Edson adds 'wit' to ceremony

By Michael Terrazas mterraz@emory.edu

 

On the Oxford Quad the morning of May 11, Margaret Edson spent most of her Commencement address searching for a title—and that was just fine with the 259 students finishing the first phase of their collegiate careers.

“What you call something is your idea of what it is,” Edson said both of her address and of the education the students had received at Oxford over the preceding two years. “What is the substance we’re left with at the end of our education? Nothing. That’s what makes it so beautiful—there’s no good title for what is happening to you.”

To be sure, Edson, author of the 1998 Pulitzer Prize-winning play Wit and a kindergarten teacher at Atlanta’s John Hope Elementary School, did have a title for her remarks: “Teaching and Learning.”

“A better title for some of you would have been ‘Taught and Learned,’” said Edson, who reminded the students that “your ignorance is your gift to us—it keeps us employed.”

“Can I get away with a different title?” Edson asked in her conclusion. “What would that title be? Can I call it love? That’s our secret; don’t let it leave this area. Teaching and learning is love. There’s no good word for it; it’s not an exchange of services. If my title were ‘Love,’ no one would come to hear me.”

But come to hear her, they did—to hear the woman who sent a play worthy of a Pulitzer to 60 different theaters over eight years before she found one willing to stage it, as Oxford Dean Dana Greene explained in her introduction of Edson. “To learn and to teach,” Greene said, referring to the title of Edson’s address, “are the most primal human vocations. From birth to death, we do both, and to the degree we do both well, we become more human.”

Following the playwright’s remarks, Greene presented Edson with the Dean’s Medal, awarded each year at Commencement “to honor extraordinary persons who through their life and work foster the ideals of Oxford College.”

Oxford’s Commencement speaker was not the only one to leave campus with some hardware on that hazy, rain-threatened morning; in addition to the 259 students who received their associate’s degrees, Jessica Poole received the Eady Sophomore Service Award for her performances at local nursing homes through the Oxford Chorale and the Guitar and Mandolin Society, as well as her English tutoring at a local technical college and her service as vice president of the Oxford Student Government Association.
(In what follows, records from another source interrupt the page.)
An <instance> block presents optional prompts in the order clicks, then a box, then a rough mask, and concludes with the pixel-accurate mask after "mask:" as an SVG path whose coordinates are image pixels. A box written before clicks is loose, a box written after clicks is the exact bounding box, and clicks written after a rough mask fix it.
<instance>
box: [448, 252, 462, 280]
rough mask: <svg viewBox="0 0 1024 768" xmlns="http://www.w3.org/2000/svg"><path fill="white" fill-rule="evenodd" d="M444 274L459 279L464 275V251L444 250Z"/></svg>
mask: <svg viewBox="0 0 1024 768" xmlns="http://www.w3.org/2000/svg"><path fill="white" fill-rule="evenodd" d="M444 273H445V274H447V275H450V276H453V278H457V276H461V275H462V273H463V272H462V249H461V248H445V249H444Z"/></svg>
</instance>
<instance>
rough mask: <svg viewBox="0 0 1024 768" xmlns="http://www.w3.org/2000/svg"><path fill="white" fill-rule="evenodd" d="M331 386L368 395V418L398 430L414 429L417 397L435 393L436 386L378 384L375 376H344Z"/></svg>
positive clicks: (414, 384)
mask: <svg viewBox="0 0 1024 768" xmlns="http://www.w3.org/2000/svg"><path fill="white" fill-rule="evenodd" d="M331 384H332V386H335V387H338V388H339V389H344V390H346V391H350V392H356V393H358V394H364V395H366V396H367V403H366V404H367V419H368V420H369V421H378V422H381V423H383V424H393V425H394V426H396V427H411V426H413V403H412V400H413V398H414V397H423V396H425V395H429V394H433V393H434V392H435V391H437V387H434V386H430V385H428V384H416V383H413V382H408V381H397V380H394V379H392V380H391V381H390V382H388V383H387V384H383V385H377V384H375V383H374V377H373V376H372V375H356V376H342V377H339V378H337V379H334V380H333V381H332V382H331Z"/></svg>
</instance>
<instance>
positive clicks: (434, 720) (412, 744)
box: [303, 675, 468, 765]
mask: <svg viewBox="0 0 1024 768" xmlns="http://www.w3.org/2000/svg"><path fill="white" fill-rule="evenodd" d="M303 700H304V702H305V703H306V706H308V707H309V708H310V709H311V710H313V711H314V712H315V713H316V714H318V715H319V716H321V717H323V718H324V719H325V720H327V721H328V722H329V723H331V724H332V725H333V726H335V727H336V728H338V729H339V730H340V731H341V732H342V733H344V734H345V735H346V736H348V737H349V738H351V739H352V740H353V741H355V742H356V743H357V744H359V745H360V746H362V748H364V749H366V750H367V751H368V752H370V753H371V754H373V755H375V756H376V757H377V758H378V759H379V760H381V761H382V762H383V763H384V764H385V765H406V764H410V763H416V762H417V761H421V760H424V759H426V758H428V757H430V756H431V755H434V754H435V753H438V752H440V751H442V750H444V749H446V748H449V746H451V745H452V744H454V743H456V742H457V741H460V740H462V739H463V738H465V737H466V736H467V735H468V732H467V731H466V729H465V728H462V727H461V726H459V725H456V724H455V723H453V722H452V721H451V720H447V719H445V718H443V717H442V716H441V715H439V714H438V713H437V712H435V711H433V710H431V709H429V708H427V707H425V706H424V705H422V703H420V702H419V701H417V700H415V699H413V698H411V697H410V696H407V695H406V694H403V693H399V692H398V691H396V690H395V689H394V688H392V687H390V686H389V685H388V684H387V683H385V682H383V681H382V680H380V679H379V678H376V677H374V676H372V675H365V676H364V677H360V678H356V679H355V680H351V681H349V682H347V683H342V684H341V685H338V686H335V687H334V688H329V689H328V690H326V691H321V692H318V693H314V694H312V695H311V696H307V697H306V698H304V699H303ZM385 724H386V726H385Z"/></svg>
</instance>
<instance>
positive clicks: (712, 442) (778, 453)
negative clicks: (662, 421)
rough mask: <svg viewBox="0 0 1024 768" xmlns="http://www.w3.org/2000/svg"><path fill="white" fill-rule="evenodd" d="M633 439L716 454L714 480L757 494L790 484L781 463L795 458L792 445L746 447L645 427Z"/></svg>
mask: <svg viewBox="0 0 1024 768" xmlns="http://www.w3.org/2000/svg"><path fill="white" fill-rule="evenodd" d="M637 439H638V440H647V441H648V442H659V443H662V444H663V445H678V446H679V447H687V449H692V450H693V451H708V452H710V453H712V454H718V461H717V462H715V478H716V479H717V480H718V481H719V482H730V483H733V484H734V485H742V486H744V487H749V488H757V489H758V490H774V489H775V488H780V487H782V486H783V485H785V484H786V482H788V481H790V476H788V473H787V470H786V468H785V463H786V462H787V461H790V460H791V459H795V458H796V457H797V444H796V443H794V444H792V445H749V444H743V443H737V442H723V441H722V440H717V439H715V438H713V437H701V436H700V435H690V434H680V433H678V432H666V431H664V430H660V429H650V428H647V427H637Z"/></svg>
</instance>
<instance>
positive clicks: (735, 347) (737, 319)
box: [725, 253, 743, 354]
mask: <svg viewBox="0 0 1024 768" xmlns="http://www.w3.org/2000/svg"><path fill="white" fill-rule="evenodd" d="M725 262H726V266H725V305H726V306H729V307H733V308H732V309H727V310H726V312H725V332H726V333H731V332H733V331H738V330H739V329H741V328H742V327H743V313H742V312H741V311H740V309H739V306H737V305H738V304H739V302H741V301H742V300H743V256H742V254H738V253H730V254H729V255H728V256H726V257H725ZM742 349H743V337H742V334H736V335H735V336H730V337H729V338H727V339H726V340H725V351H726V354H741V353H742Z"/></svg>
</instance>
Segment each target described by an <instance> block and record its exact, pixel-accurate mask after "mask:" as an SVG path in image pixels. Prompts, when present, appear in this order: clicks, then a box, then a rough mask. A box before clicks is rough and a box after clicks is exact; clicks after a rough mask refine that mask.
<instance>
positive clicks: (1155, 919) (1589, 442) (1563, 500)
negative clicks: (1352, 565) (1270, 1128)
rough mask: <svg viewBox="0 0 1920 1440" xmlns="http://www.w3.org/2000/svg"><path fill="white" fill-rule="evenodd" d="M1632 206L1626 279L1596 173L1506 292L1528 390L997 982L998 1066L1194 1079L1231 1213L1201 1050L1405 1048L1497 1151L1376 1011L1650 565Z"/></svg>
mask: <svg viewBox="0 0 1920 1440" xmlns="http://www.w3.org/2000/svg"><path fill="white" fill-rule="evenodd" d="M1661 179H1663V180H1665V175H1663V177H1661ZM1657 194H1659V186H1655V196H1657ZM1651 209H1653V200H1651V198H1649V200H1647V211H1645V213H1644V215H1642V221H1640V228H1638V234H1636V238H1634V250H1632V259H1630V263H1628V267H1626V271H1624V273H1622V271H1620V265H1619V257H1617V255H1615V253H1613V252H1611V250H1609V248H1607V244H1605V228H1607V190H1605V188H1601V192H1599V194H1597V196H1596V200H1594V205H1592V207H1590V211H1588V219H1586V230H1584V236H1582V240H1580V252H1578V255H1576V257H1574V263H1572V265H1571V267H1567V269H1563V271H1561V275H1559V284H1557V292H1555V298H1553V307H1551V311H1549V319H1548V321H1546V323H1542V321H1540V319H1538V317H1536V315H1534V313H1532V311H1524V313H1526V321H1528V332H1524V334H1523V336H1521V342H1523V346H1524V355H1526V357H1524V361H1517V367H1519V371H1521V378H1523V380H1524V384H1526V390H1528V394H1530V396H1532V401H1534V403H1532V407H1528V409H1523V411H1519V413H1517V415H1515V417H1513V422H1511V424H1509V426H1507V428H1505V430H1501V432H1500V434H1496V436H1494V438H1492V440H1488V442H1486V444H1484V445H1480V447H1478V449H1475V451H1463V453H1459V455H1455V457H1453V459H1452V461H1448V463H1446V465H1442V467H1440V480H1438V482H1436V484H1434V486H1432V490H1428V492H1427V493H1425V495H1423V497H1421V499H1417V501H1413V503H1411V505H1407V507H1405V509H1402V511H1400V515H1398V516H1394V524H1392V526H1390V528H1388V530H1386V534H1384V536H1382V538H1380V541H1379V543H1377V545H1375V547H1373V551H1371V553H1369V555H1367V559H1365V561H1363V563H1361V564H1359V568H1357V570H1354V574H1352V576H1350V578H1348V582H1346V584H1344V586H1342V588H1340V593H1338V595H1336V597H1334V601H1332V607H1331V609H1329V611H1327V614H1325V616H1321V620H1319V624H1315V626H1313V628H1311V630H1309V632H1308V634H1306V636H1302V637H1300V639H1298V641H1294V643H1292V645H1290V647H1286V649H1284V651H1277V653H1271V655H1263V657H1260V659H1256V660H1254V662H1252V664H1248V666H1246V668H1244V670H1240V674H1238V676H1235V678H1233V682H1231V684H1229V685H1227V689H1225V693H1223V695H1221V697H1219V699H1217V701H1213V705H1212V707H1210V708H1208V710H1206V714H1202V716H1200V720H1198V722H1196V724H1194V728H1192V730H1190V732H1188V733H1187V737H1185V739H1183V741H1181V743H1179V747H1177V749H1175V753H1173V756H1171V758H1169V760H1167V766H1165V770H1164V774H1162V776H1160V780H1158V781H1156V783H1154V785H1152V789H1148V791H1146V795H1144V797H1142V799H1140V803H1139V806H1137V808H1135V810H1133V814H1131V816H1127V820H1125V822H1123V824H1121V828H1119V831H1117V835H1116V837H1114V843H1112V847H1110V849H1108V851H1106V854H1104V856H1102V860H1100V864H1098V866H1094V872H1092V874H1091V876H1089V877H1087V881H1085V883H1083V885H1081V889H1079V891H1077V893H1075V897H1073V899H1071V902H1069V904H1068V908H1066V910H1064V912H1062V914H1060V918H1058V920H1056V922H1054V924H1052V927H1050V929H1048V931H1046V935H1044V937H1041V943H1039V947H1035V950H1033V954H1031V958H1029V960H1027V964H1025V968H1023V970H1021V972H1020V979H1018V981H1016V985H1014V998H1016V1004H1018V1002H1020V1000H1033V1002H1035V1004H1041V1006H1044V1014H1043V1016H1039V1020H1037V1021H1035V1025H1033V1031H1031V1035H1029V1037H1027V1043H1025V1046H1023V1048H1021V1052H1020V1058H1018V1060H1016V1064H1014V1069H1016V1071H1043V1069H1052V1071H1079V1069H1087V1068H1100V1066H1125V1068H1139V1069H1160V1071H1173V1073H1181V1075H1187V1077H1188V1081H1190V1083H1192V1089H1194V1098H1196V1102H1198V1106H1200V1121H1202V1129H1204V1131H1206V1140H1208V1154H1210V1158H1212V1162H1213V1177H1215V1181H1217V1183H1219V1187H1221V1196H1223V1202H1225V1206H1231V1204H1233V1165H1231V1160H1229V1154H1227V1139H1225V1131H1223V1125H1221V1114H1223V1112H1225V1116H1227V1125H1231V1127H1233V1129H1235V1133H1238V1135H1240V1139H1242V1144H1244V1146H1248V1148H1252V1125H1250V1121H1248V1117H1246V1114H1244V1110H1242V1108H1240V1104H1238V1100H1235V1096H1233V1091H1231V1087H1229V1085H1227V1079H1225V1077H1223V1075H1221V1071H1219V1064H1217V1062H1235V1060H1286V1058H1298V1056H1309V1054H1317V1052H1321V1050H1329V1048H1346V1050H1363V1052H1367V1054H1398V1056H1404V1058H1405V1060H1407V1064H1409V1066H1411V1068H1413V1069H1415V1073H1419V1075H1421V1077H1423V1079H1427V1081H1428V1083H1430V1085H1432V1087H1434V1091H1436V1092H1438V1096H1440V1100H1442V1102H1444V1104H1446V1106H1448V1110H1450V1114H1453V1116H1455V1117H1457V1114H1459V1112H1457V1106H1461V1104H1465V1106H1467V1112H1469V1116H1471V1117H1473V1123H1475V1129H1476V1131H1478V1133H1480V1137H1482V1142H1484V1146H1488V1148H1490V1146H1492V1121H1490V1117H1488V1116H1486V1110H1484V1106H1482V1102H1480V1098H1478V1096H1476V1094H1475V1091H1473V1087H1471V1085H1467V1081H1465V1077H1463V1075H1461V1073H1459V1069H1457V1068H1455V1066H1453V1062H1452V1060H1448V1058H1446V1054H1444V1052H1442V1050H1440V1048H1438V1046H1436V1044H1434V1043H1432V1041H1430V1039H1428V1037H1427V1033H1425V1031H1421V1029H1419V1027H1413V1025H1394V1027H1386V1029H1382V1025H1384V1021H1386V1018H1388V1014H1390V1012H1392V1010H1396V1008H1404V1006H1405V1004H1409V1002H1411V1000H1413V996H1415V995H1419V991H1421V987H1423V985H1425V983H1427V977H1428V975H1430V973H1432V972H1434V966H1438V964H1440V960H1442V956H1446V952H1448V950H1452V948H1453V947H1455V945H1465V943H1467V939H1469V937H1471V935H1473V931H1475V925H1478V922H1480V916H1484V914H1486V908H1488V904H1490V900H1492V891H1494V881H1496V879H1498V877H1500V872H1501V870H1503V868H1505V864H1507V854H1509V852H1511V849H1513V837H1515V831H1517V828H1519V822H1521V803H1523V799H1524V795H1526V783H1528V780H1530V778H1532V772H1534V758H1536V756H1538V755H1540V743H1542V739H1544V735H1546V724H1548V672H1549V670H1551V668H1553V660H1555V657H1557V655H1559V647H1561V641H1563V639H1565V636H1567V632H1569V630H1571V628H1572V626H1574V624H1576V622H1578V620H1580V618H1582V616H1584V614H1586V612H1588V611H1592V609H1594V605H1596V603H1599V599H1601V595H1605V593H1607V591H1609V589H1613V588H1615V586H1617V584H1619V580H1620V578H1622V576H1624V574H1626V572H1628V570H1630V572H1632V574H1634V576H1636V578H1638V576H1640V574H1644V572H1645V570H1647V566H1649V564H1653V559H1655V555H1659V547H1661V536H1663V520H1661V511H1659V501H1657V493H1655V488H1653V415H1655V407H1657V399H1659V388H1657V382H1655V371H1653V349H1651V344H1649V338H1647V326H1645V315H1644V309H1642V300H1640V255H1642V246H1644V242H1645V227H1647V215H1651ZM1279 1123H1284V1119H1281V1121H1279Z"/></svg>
Poole received the award from Joe Moon, Oxford associate dean for Campus Life.

Susan Riner, senior lecturer in mathematics, received an Emory Williams Award for Distinguished Teaching. In presenting the honor, Dean of Academic Affairs Kent Linville said Riner’s contributions to academic life at Oxford have been “sustained, valuable and largely unsung.”

“[Riner] is a truly exceptional talent,” Linville said. “She has made a big difference, known and unknown, in the lives of students.”

Many of those students then filed onstage and received their degrees from Greene and President Bill Chace. But before the ceremony even began, the Oxford Class of 2002 gave something back to their two-year alma mater in the form of a class gift that totaled $4,593 in gifts and pledges. The gift will support a scholarship fund, as well as the purchase of a practice piano for the second floor of newly renovated Few Hall.

“Oxford has special meaning for the entire Class of 2002,” said sophomore and class gift committee chair Lauren Mock. “And we want to give this special gift to commemorate those feelings.”